Lebih lanjut, Wapres Prof. KH. Ma’ruf Amin menyampaikan bahwa persoalan pengelolaan limbah B3 Medis COVID-19 telah dibahas bersama Presiden RI, Ir. H. Joko Widodo, dalam Rapat Terbatas Kabinet. “Hasilnya, diperlukan penanganan serius dan langkah-langkah konkret untuk menanganai persoalan ini,” ungkapnya.

Selain itu, lanjutnya, pemerintah juga melakukan pembahasan lebih mendalam mengenai limbah B3 Medis COVID-19. Tujuannya untuk menentukan langkah-langkah teknis lebih lanjut terkait penanganan dan pengolahan limbah tersebut.

“Pembahasan Limbah B3 Medis COVID-19 dikoordinasikan oleh Menteri Koordinator Bidang Kemaritiman dan Investasi RI, Jenderal Tentara Nasional Indonesia (TNI) Kehormatan (HOR) Luhut Binsar Panjaitan, M.P.A.,” ucap Wapres Prof. KH. Ma’ruf Amin.

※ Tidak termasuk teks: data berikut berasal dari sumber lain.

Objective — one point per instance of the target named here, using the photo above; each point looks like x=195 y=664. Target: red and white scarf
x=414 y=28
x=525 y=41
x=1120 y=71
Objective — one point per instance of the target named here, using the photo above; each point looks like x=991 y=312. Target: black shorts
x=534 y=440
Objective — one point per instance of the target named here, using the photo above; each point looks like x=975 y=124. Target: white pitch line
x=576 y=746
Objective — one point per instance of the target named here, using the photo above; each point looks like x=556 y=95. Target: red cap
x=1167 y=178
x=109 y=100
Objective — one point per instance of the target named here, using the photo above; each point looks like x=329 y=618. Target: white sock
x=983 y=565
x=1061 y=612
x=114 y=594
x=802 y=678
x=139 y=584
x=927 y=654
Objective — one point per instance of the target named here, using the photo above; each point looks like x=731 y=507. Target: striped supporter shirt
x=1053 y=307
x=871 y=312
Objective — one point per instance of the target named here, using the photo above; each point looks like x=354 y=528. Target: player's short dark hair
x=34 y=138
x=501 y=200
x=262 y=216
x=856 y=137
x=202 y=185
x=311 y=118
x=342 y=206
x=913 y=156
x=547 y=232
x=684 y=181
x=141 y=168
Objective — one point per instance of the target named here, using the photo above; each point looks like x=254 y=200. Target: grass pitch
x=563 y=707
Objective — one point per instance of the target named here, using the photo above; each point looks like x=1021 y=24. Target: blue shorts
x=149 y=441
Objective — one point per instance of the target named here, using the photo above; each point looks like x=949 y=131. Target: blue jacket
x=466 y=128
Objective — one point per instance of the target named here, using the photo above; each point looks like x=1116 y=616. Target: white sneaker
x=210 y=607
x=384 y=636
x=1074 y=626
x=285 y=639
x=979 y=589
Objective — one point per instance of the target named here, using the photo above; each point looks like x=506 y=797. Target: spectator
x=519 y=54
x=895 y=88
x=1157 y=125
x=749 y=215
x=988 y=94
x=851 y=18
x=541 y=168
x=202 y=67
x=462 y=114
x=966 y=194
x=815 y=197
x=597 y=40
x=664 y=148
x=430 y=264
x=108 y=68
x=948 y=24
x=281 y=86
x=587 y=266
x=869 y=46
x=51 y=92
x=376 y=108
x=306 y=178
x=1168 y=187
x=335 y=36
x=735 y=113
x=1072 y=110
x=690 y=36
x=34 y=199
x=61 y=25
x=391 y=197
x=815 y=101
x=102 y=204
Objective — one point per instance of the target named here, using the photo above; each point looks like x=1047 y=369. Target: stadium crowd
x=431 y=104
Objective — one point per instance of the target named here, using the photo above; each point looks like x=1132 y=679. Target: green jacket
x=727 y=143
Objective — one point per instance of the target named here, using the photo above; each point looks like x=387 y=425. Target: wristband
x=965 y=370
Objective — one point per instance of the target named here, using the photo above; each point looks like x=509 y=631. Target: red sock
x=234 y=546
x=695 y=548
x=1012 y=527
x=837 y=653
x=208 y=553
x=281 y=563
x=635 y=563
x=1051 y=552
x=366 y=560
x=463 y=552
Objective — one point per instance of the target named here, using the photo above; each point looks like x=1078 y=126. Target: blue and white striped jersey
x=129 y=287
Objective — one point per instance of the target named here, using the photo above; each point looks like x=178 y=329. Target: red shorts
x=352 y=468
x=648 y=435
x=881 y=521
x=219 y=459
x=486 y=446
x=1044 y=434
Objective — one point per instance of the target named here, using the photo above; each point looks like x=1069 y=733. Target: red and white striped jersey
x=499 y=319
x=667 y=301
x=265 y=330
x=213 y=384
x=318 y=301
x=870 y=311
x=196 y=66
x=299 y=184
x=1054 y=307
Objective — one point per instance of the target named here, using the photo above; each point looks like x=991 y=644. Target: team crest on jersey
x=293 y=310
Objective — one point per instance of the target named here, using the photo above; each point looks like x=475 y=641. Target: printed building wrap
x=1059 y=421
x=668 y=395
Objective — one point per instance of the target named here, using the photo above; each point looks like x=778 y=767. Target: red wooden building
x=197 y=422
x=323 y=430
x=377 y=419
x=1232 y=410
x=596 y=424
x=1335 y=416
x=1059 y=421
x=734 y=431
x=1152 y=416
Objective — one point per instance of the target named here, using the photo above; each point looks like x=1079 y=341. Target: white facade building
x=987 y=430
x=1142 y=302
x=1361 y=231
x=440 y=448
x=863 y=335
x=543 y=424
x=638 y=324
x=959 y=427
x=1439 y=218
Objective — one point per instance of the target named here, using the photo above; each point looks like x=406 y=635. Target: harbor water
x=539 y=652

Ketua Dewan Pertimbangan (Wantim) Majelis Ulama Indonesia (MUI) Pusat itu pun meminta Pemerintah Provinsi (Pemprov) DIY untuk berperan aktif dalam membuat formulasi langkah-langkah penanganan dan pengelolaan Limbah B3 Medis COVID-19.

“Termasuk melakukan koordinasi di tingkat daerah dengan pemerintah pusat terkait hal-hal teknis lainnya. Mungkin ada semacam Badan Layanan Umum (BLU) atau lembaga apa yang menangani. Karena itu, saya minta nanti Pak Gubernur untuk berkoordinasi,” tutur Wapres Prof. KH. Ma’ruf Amin.

Sebab limbah B3 Medis COVID-19 ini, ujarnya, merupakan masalah yang sangat penting dan harus diatasi segera. Jadi perlu penyediaan fasilitas pengolahan yang cukup. “Ya, itu supaya semuanya dicek,” kata Mustasyar Pengurus Besar Nahdlatul Ulama (PBNU) itu.

Dalam rakor ini, turut hadir secara daring Menteri Koperasi dan Usaha Kecil dan Menengah (Menkop UKM) RI, Drs. Teten Masduki, Wakil Menteri Kesehatan (Wamenkes) RI, dr. Dante Saksono Harbuwono, Sp.P.D-K.E.M.D., Ph.D., dan Jaksa Agung RI, Dr. H. Sanitiar Burhanuddin, S.H., M.M.

Hadir pula Tim Pakar Badan Nasional Penanggulangan Bencana (BNPB), Prof. drh. Wiku Bakti Bawono Adisasmito, M.Sc., Ph.D., dan Kepala Badan Pemelihara Keamanan (Kabaharkam) Kepolisian RI (Polri), Komisaris Jenderal (Komjen.) Polisi (Pol). Drs. Arief Sulistyanto, M.Si.

Turut hadir Sekretaris Jenderal (Sekjen) Kementerian Dalam Negeri (Kemendagri) RI, Dr. Ir. Muhammad Hudori, M.Si., Gubernur DIY, Sri Sultan Hamengkubuwono X, para Bupati se-Provinsi DIY dan jajaran Forum Komunikasi Pimpinan Daerah (Forkompinda) DIY.